As for me just so everyone reads this, I went from a catcher in baseball all through high school and one year at UNM. I went into the Army as a young athlete, I went through the TET offensive in 1968, and came back a broken young man, but I picked myself up. But, I guess what I'm trying to say is, don't use your service as being right because people that have never served will understand your comm. Parsons gonna get after that enemy.
Not motivation at all. First, Sir, thanks for your service. The 26th Infantry was at the Cambodian border area.
As to military experience, leadership development was the point - not service. The leadership elements are highly developed so that recognition of individual leadership ability is trainable and actually through long sustained study, have become very good as well as applicable in variously sized levels...equal to positional groups, offensive and defensive units, as well as team level evaluations and direction. Just like in service, accountability rests as well as start of each top level of those groups.
The difference in the Viet Cong and the American is that the Viet Cong attempted to win by beating the specific technique used. The Americans won because they used the principal behind the situation. That is what occurred with the Air Force 'Mafia' that developed the jet technique of avoiding surface to air and then circling back around, picking up the tracking vehicle and taking it out, and then taking out the launch vehicle.

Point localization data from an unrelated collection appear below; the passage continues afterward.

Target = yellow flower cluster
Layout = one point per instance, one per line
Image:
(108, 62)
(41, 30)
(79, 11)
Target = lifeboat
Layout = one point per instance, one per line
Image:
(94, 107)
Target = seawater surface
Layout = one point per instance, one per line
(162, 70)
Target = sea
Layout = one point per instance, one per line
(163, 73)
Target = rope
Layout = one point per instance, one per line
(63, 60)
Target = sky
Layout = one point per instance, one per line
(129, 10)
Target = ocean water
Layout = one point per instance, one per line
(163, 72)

That was often in Cambodia, who was not 'in the war.'
Those pilots were teaching pilots, post 1975, those very techniques when Congress started to have them arrested and put in prison for being in violation of Johnson's Presidential orders.
That set of principals later became the very policy of our Air Force in Desert Storm and why our Air Force was able to dominate the skies in Iraq. Fact, but principal of leadership was the issue as is leadership in service, or a football team. That gives the most dominant use of resource and individuals.

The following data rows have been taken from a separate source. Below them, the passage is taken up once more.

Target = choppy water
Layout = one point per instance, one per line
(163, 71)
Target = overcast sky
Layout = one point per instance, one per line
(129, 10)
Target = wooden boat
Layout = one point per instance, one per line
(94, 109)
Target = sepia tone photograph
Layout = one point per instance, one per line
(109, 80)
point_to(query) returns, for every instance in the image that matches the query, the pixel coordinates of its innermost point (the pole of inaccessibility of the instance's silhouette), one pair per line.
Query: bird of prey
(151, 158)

If leadership is not followed then events dictate outcomes and direction becomes much more muddled than developed. It on a success level is not arbitrary success limited, but principal controlled on outcomes.
The very same applies to the Cowboys and now with a Jerry controlled, but a McCarthy led team.
I am rooting for a linebacker, and that takes quality leadership and not just once in a decade talent. The linebacker group directs a team's defense in principal...not just highlight talent but leadership.
I want to see Parsons become a great leader as all top defenses, notice it or not, have.